Why The CBDC Has Been Launched:

  •  “If (advanced economies’) real interest rates rise and commodities fall, Brazil will be hurt, but it shouldn’t be enough to fully derail things,” he added. Chile’s Central Bank raised its forecast for GDP growth in 2021 from 8.5 percent to 9.5 percent to 10.5 percent to 11.5 percent, citing the country’s “rapid recovery” from the COVID-19-induced recession.
  • The Reserve Bank of Australia, Bank Negara Malaysia, the Monetary Authority of Singapore, the South African Reserve Bank, and the Bank of International Settlements’ Innovation Hub, which is leading the scheme, said in a statement that the latest project aims to develop prototype shared platforms for cross-border transactions using multiple CBDCs.
  • These platforms would allow financial institutions to conduct CBDC transactions directly with one another, eliminating the need for middlemen and reducing transaction time and cost.
  • Project Dunbar brings together central banks with years of expertise and distinct insights in CBDC initiatives, as well as ecosystem partners at advanced phases of digital currency technological development .

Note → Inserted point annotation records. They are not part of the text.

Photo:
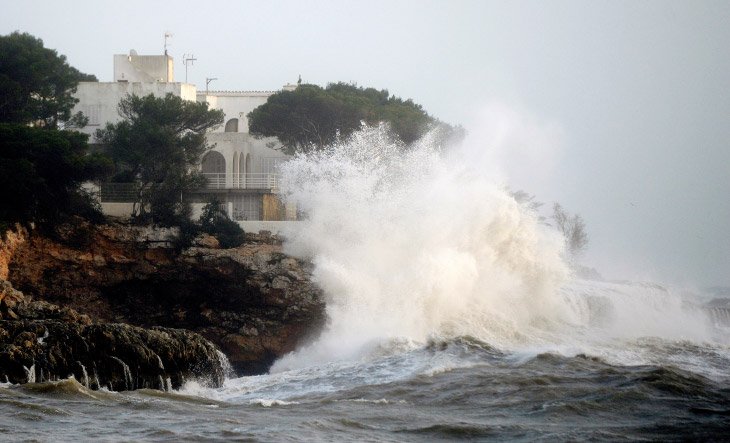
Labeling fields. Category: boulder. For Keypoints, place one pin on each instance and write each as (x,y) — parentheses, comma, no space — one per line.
(41,342)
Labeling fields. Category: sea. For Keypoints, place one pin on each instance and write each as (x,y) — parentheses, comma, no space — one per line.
(453,313)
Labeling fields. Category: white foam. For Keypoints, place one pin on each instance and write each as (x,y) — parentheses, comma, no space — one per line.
(410,244)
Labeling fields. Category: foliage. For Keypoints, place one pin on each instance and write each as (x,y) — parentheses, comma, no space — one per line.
(311,117)
(527,201)
(215,221)
(573,230)
(41,172)
(159,143)
(37,84)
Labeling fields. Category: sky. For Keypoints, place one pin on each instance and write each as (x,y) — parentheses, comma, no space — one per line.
(618,110)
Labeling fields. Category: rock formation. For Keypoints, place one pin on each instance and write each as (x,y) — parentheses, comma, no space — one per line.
(254,302)
(42,342)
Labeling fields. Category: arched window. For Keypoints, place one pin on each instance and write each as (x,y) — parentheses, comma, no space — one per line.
(214,169)
(232,125)
(236,171)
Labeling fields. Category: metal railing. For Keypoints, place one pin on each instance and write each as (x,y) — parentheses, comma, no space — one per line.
(118,192)
(242,181)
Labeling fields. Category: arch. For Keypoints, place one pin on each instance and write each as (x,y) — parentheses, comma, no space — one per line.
(232,125)
(236,171)
(242,171)
(247,169)
(214,169)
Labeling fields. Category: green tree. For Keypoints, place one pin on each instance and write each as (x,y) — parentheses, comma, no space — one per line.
(311,117)
(573,229)
(41,172)
(215,221)
(159,145)
(37,84)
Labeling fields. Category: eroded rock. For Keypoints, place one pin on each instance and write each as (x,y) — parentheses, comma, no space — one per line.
(41,342)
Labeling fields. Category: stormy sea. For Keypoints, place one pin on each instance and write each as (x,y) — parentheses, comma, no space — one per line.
(453,313)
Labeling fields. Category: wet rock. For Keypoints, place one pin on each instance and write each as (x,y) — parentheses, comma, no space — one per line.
(41,342)
(254,302)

We are sure that our work on multi-CBDCs for international settlements will pave the way for global payments connectivity in this next stage of CBDC experimentation.

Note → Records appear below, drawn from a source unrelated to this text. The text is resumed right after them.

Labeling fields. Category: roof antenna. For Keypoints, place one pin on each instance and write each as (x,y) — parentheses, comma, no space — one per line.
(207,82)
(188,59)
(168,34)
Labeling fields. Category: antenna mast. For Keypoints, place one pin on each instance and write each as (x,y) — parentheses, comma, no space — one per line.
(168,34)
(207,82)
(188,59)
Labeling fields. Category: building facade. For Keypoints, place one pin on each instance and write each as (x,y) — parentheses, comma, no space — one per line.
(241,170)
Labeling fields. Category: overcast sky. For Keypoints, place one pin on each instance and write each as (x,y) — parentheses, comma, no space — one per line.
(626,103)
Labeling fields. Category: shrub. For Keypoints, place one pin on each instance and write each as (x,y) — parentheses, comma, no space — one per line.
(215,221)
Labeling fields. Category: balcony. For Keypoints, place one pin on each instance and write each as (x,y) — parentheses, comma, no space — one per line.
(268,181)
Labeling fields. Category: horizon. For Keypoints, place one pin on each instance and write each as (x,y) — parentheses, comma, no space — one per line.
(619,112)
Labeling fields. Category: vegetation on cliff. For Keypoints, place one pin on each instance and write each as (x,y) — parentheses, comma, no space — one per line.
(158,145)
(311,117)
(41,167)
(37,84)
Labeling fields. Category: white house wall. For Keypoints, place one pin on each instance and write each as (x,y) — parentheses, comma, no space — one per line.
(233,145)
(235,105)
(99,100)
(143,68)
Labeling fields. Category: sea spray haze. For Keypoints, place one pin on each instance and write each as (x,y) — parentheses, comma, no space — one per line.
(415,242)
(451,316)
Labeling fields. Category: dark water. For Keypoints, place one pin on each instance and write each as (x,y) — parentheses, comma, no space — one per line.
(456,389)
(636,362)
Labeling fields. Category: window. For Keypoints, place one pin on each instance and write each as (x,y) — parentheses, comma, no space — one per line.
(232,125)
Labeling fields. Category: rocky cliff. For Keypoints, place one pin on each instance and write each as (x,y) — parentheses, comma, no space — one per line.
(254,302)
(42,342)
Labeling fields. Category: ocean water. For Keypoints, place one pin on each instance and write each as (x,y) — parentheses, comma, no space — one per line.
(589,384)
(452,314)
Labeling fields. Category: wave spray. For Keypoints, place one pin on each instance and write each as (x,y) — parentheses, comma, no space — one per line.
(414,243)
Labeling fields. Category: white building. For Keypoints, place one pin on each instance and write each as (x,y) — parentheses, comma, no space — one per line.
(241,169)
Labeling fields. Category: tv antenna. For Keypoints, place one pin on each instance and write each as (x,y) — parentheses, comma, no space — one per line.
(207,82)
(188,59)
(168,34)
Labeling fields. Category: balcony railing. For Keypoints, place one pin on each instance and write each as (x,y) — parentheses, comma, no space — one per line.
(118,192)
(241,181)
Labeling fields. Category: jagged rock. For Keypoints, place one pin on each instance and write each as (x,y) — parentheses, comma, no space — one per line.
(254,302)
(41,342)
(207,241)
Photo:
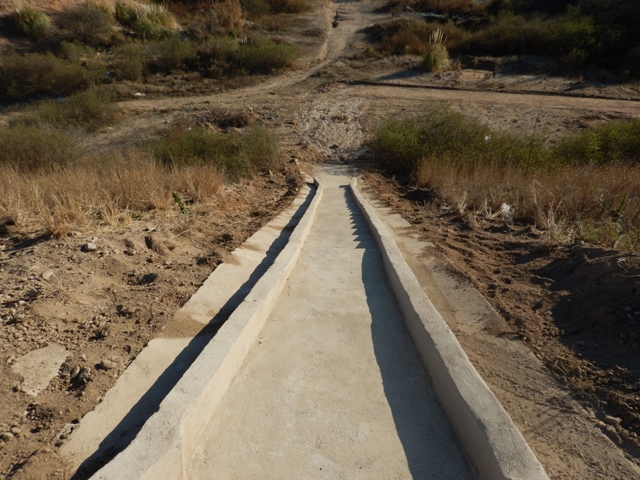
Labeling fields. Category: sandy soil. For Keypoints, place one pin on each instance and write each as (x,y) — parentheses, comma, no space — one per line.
(575,307)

The Reserve Bank of Australia, Bank Negara Malaysia, the Monetary Authority of Singapore, the South African Reserve Bank, and the Bank of International Settlements’ Innovation Hub, which is leading the scheme, said in a statement that the latest project aims to develop prototype shared platforms for cross-border transactions using multiple CBDCs.

  • These platforms would allow financial institutions to conduct CBDC transactions directly with one another, eliminating the need for middlemen and reducing transaction time and cost.
  • CBDCs, which are digital versions of existing currencies, are being investigated by a number of governments and central banks around the world. Some countries, such as China, are testing retail-focused CBDCs to mimic cash in circulation, while others are considering utilising so-called wholesale CBDCs to better their financial systems’ internal workings.

According to Bank Negara Malaysia assistant governor Fraziali Ismail, “the multi-CBDC shared platform examined under Project Dunbar has the potential to leapfrog legacy payment arrangements and serve as a foundation for a more efficient international settlement platform.”

“We expect that by combining the benefits of distributed ledger technology with the efficiency of a shared platform, the initiative will drive increased public-private collaboration to enable rapid and frictionless cross-border payments.”